Their eyes had met, their hands, their lips, long before this glowing, passionate thought-procession passed through his excited brain. As the girl sat by the bedside of her pale, death-stricken lover, with his wasted hand in hers, she felt as if the surrender of her every thought and feeling to his future welfare would be a price all too small to pay for the boundless happiness which had been granted to her. She was the most favoured of earth’s daughters. All other thoughts and sensations showed wan and lifeless before this wondrous magic rose of love.
‘But I must leave you, Bertram dear,’ she said. ‘You are too weak to be troubled with me. No! not another minute. Mother will bring you your medicine. You must then have a good sleep, and wake up quite a new man.’ So, with one long look of tenderest denial, the fairy of his dreams vanished from the gazer’s sight.
The days of Bertram Devereux’s lingering in hospital were nearly ended. Over those which he still had to undergo was shed the radiance, the sweet love-light of woman’s first love. He seemed to gain strength from that hour.
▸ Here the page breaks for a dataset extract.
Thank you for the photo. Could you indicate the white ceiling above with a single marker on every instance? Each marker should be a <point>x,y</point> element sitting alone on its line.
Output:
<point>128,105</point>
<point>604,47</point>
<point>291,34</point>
He was soon able to lie at length and dream in the cane lounge in the shaded verandah; later on, to wander amid the orange trees by the lagoon edge, supported indeed by Pollie’s fair round arm, and closely pressed to that true and tender heart. At the termination of his illness, when but for a slightly added pallor, a languor, that but accentuated his ordinary indifferent manner, no trace remained of the effects of the wound that had well-nigh proved fatal, it was then officially made known to the friends of the family that the heiress of Corindah was engaged to be married to her cousin Mr. Devereux, late of Her Majesty’s Sixth Dragoon Guards.